512-, and even 2,048-bit keys have been introduced. However, DES

remains a classic algorithm for encrypting Unix/Linux passwords and

other nonclassified material.

A historical perspective

In 1973, the National Bureau of Standards (NBS) established a committee

for developing a standard data encryption algorithm. This algorithm, to

be used in the US federal government's computers, was expected to

become widespread in the industrial and private sectors as well.

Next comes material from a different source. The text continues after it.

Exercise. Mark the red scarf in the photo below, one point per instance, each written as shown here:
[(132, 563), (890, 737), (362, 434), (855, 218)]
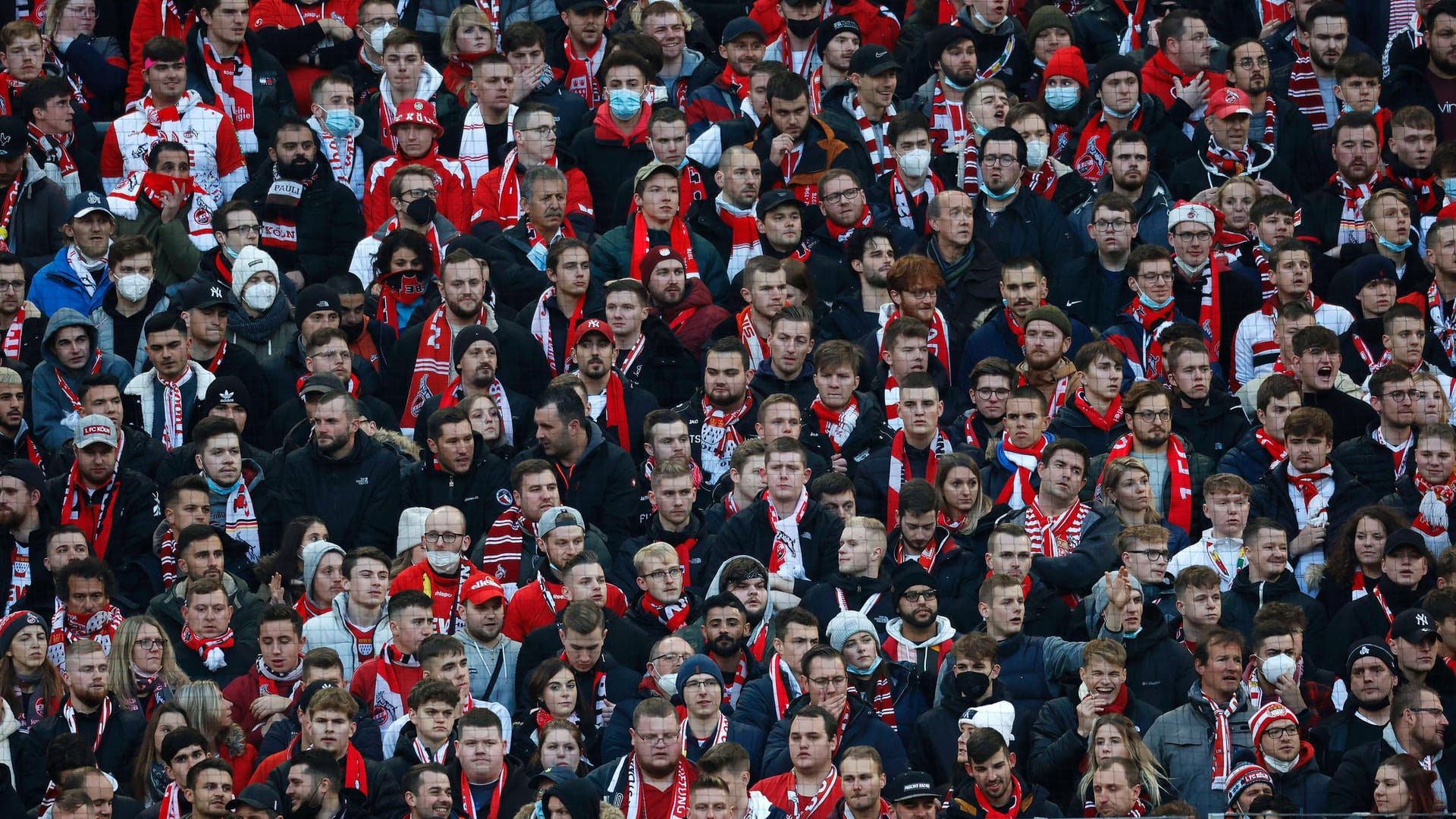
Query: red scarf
[(1180, 490), (1106, 423), (1152, 324), (1304, 93), (900, 469), (204, 646), (582, 72), (672, 615), (95, 518), (836, 425)]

Several companies proposed solutions, but only IBM's prevailed. After

rigorous tests, the NBS and NSA endorsed it in 1977. Since then, DES

has been the de facto encryption algorithm in many applications,

operating systems, and databases.

Key-based encryption

Both the encryption and decryption processes rely on a key derived from

the user's password, as well as additional information. Without the

key, unauthorized users cannot decrypt a DES-encrypted message -- at

least in theory. The key consists of 64 bits; 8 bits are used in error

checking, leaving 56 bits for the key itself. The number of unique keys

that can be generated from a 56-bit number is immensely high -- about

70 quadrillion (70,000,000,000,000,000). This gigantic number

stultified unauthorized attempts to decrypt DES-encrypted data for more

than two decades; however, the advent of the Internet and the ability

to join thousands of personal computers' calculating power revoked the

56-bit key's immunity.

Encryption and decryption

DES is a "block cipher" -- that is, a cipher that applies to chunks of

data (64-bit chunks in this case). Data chunks larger than this are

broken into 64-bit blocks; smaller chunks are filled with additional

padding bits to create a full 64-bit block. In the first encryption

phase, DES shifts the positions of the bits in a block according to its

key. This process is called "permutation." Next, DES derives an input

block from the result and scrambles it by complex mathematical

operations. This process is called "transformation," the result of

which is a pre-output block. Finally, this pre-output block undergoes

an additional permutation phase. The result is called "encrypted text"

or "encoded text." When given the original key used in the decryption

process, DES reconstitutes the original data from DES-encrypted text.